Dysregulation of the hypothalamic–pituitary–adrenal (HPA) axis is associated with stress-related disorders,[105] with cortisol, a steroidal hormone, attracting the most empirical attention in human subjects research. Both reduced and elevated levels of cortisol have been observed in psychiatric populations, in part due to methodological heterogeneity.[106,107] A meta-analysis of 18 randomized, placebo-controlled IN OT studies revealed a modest, nonsignificant effect size for effects of IN OT on cortisol levels.[108] While IN OT did not lower post-task cortisol concentrations, it attenuated release of cortisol during lab tasks, particularly lab challenge tasks known to robustly stimulate the HPA axis (e.g., TSST). The IN OT effect was larger among clinical populations, including those with MDD and borderline personality disorder [Hedges g = 0.74, 95% CI (−1.41, −0.08)], suggesting possible utility of IN OT for dampening stress responses among individuals with stress-related disorders. However, in these studies, acute stress-induced cortisol may have promoted release of endogenous OT, complicating conclusions about direct effects of IN OT. This point is not unique to cortisol; most studies have not been able to parse direct effects of IN OT from indirect effects on other neurotransmitter or neurohormone systems that may mediate reduced stress hormone reactivity.

Inflammation

Burgeoning research suggests that IN OT has anti-inflammatory effects, which is highly promising for stress-related disorders given evidence of elevated pro-inflammatory cytokine levels in patients with MDD[109] and PTSD.[110] Intravenous OT has been shown to attenuate cytokine responses in healthy men.[111] In animals, OT facilitated wound healing among isolated hamsters, whereas administration of an OT antagonist delayed healing among socially housed animals.[112] These findings suggest that IN OT administered after stressful events could reduce inflammation and subsequent risk of developing stress-related disorders.

Treatment Opportunities

IN OT has been proposed as a potential pharmacological agent for the prevention and treatment of PTSD,[113,114] MDD,[41,115] and other psychiatric disorders, with several promising reviews and commentaries published in the past few years.[24,116-118]
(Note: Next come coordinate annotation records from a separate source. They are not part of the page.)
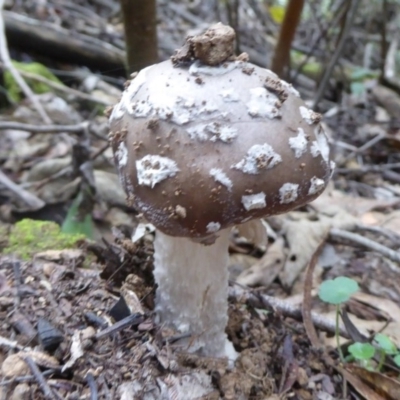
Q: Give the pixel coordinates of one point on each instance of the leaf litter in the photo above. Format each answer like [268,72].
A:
[127,355]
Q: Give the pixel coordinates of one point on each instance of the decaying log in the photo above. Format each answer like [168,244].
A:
[50,40]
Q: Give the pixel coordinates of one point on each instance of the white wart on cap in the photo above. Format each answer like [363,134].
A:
[222,144]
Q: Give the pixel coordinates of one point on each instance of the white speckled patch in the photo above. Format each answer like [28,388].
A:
[258,157]
[299,143]
[221,177]
[316,185]
[332,165]
[153,169]
[288,193]
[198,132]
[320,146]
[254,201]
[121,155]
[127,96]
[289,87]
[224,133]
[197,68]
[141,109]
[229,95]
[213,227]
[309,116]
[272,73]
[263,104]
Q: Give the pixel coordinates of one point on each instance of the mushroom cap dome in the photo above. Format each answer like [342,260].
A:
[200,148]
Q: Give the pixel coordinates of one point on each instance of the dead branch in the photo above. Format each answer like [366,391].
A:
[286,35]
[51,40]
[43,128]
[65,89]
[8,65]
[365,242]
[287,309]
[336,55]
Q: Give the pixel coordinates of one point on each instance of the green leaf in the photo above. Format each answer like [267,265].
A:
[338,290]
[357,88]
[277,13]
[396,360]
[362,351]
[385,344]
[75,223]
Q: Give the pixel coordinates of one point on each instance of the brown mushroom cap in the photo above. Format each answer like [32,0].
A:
[202,148]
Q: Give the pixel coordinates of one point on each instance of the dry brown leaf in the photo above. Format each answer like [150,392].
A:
[389,307]
[332,199]
[14,365]
[267,268]
[254,231]
[385,386]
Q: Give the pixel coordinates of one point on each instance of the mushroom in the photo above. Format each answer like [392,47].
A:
[204,142]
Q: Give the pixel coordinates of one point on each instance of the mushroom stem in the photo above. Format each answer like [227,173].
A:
[192,294]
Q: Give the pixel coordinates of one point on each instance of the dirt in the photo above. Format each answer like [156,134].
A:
[73,299]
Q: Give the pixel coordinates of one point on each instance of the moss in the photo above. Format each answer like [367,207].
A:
[28,237]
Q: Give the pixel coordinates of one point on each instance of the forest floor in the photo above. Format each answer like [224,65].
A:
[76,314]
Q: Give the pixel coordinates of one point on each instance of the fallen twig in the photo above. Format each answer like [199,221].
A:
[65,89]
[8,65]
[239,292]
[368,243]
[134,319]
[48,394]
[43,128]
[307,298]
[352,12]
[93,386]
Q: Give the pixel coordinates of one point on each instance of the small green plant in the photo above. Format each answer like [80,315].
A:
[337,291]
[363,353]
[28,237]
[386,348]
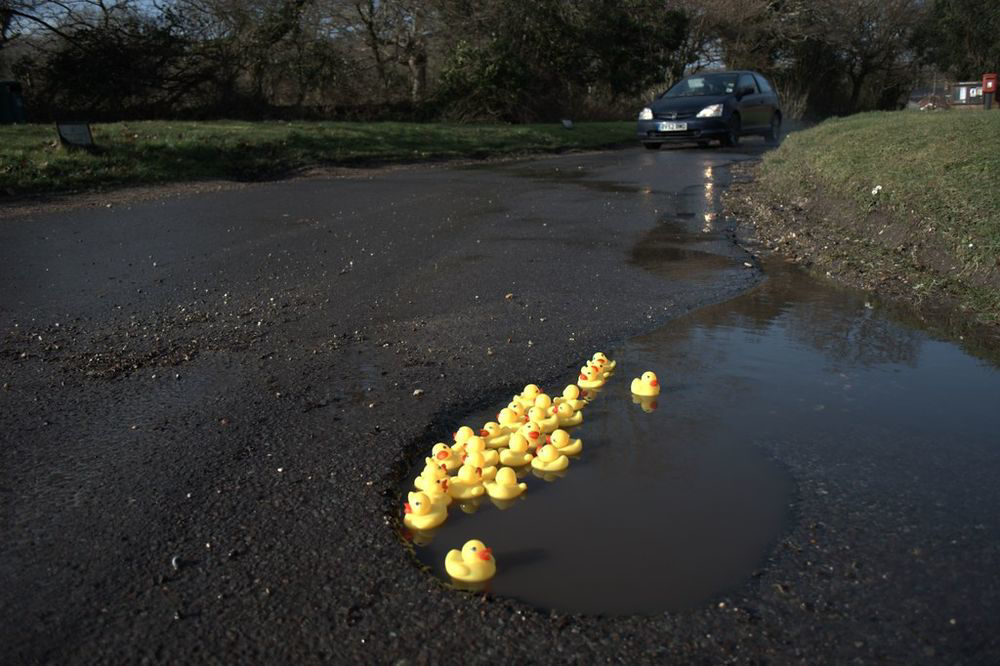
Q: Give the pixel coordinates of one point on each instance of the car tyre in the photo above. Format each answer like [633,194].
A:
[773,134]
[732,135]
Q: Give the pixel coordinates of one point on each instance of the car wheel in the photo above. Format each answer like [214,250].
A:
[732,136]
[773,134]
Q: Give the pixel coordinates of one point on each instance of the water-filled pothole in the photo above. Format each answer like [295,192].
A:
[670,508]
[656,513]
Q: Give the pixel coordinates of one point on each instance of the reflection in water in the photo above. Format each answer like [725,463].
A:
[665,509]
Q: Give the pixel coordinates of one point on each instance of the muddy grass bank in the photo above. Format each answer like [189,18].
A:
[894,203]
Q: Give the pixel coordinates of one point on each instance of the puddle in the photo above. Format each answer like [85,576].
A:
[666,509]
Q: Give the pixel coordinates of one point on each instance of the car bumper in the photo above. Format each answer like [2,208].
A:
[695,129]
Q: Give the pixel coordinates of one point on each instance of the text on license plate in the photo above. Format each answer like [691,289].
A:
[672,127]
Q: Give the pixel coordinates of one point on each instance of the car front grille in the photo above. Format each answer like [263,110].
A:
[674,115]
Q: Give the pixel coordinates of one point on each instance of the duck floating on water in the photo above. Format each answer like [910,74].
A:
[467,484]
[431,473]
[478,445]
[420,513]
[516,454]
[566,416]
[564,444]
[486,472]
[496,436]
[509,419]
[527,397]
[550,460]
[590,378]
[505,486]
[571,396]
[647,385]
[603,362]
[473,564]
[546,422]
[442,454]
[532,433]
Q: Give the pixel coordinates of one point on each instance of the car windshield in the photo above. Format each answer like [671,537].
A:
[703,85]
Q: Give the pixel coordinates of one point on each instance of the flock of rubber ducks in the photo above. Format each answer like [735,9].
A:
[531,431]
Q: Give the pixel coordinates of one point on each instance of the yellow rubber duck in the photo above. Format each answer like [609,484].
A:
[505,486]
[420,513]
[516,454]
[571,396]
[550,460]
[532,433]
[547,422]
[461,436]
[566,416]
[430,474]
[438,492]
[564,444]
[467,484]
[496,436]
[473,564]
[509,419]
[516,407]
[544,401]
[486,472]
[647,403]
[590,378]
[442,454]
[527,396]
[478,445]
[647,385]
[603,362]
[602,373]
IN OT as a Prophylactic Agent

IN OT-enhanced trust and social support seeking could promote adaptive social coping methods to preclude development of stress-related disorders. To our knowledge, however, there are no published studies examining IN OT as a prophylactic for MDD, though recruitment for such studies is ongoing (see clinicaltrials.gov). With respect to trauma, after the baseline visit of a randomized clinical trial testing the effects of 40 IU of twice-daily OT on the development of symptoms of PTSD among emergency department patients within two weeks of trauma, a single dose of IN OT was shown to increase amygdala reactivity to fearful faces,[119] and, in response to trauma reminders, reduced amygdala-ventromedial PFC connectivity and increased amygdala–insula functional connectivity.[120] This is potentially due to increased salience of fear stimuli during the sensitive post-trauma recovery period.[121,122] However, effects of single versus repeated administration appear to differ, with repeated IN OT administration potentially required to achieve clinically significant effects among high-risk individuals. Specifically, in this same sample, individuals who reported high acute PTSD symptoms had significantly lower PTSD symptoms severity at six month follow-up than individuals treated with placebo.[123]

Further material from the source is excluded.